Tyrese wants to build a three-dimensional structure for a project. He needs to choose from a cube, rectangular prism, triangular prism, or square pyramid. He knows that whatever he chooses will impact what his friend, Miguel, will need to build. If you were Tyrese, what structure would you build? Once he chooses his structure, he needs to sketch the figure and label the whole number dimensions needed to find the surface area of the figure. His friend, Miguel, needs to build the same figure, but needs to double all of the dimensions. Write an explanation of what happens to the surface area of the figures when the dimensions are doubled. Include all relevant math work to help clarify your explanation.
If I were Tyrese, I would choose to build a cube for the project. A cube has all sides equal in length, which makes it easier for Miguel to double all of the dimensions for his project.

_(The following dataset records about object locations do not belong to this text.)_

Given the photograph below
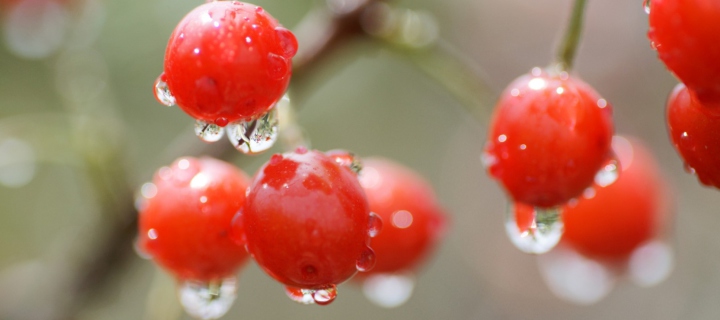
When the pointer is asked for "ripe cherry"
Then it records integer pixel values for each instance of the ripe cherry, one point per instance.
(693, 129)
(306, 223)
(185, 218)
(413, 220)
(413, 224)
(550, 134)
(685, 35)
(610, 223)
(226, 61)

To find the surface area of a cube, you use the formula: 6s^2, where s is the length of one side. In this case, let's say the cube has sides of length 3. So, the surface area of the cube is 6(3)^2 = 6(9) = 54 square units.
Now, if Miguel doubles all of the dimensions for his cube, the new side length would be 6. To find the surface area of Miguel's cube, we use the formula: 6(6)^2 = 6(36) = 216 square units.
When Miguel doubled all of the dimensions, the surface area of the cube increased by a factor of 4 (216/54 = 4). This is because the surface area of a three-dimensional figure is proportional to the square of its dimensions. Therefore, when the dimensions are doubled, the surface area is quadrupled.